That Christ sat down as priest (after his work of purification for sins) shows his work was finished. The significance of a seated high priest is amplified in subsequent chapters, especially in 10:11–14, where Christ is contrasted with the Aaronic priests, who remained standing because their sacrificial service was never finished. This clause (v. 3d), within the flow of the author’s prologue, conveys the sense of fulfilment of the divine purposes. The Son’s earthly mission was accomplished. And where he sat down, that is, at God’s right hand, is as significant as the fact that he sat down. To be at someone’s right hand is to be in the position of special honour and privilege (1 Kings 2:19). In the Old Testament the Lord’s right hand is the position of favour (Ps. 80:18; Jer. 22:24), victory (Ps. 20:6; 44:3; Isa. 41:10), and power (Exod. 15:6; Ps. 89:13; Isa. 48:13). For Christ, then, to be seated at God’s right hand meant sharing the Father’s throne (Rev. 3:21)….Throughout Hebrews there is an emphasis on Jesus’ death and exaltation rather than his resurrection, ‘because these two aspects of Christ’s priestly work correspond to the two principal actions performed on the day of atonement—the shedding of the sacrificial blood and its presentation inside the sanctuary’. There is, however, one explicit reference in Hebrews to the resurrection (Heb. 13:20), while it is implied in ‘Christ’s conquest of the prince of death (2:14), in his having a life that is beyond the reach of death (7:16, 25), and in the fact of his exaltation (1:3; 8:1; 10:12; 12:2) and eternal heavenly priesthood (5:6; 7:17; 8:1)’.

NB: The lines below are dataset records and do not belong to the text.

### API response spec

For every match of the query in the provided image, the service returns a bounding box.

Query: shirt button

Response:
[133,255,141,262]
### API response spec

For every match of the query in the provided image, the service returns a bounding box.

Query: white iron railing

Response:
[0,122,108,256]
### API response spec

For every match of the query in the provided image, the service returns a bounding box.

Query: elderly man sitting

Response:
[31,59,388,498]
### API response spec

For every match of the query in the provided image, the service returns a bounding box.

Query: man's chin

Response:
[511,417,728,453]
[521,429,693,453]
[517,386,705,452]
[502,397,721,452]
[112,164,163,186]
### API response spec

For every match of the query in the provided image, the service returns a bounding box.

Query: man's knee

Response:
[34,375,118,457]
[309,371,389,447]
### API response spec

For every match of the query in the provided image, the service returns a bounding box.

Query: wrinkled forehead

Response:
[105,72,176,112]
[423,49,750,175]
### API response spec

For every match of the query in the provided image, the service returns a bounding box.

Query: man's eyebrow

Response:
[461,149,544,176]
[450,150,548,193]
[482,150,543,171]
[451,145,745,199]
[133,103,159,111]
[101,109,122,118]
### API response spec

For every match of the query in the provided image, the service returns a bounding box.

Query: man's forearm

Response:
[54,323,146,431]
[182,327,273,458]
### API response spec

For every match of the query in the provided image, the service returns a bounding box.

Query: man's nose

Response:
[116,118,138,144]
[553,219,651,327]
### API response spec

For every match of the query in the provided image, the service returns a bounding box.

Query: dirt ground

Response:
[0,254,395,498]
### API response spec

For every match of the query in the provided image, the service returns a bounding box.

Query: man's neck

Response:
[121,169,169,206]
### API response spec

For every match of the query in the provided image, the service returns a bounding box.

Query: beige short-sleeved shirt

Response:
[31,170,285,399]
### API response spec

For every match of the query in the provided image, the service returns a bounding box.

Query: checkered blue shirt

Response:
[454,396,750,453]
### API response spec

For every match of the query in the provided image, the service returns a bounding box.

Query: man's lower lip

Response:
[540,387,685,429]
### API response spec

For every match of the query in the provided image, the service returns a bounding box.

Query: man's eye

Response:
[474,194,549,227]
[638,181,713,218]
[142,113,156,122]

(g) He became as much superior to the angels as the name he has inherited is superior to theirs. Jesus’ exaltation to God’s right hand marks him out as superior to the angels, a superiority that is underscored by reference to the title he bears. His name, which is more excellent than the angels’, is usually taken as that of ‘Son’ because of the acclamation ‘my son’ of Psalm 2:7, cited in v. 5.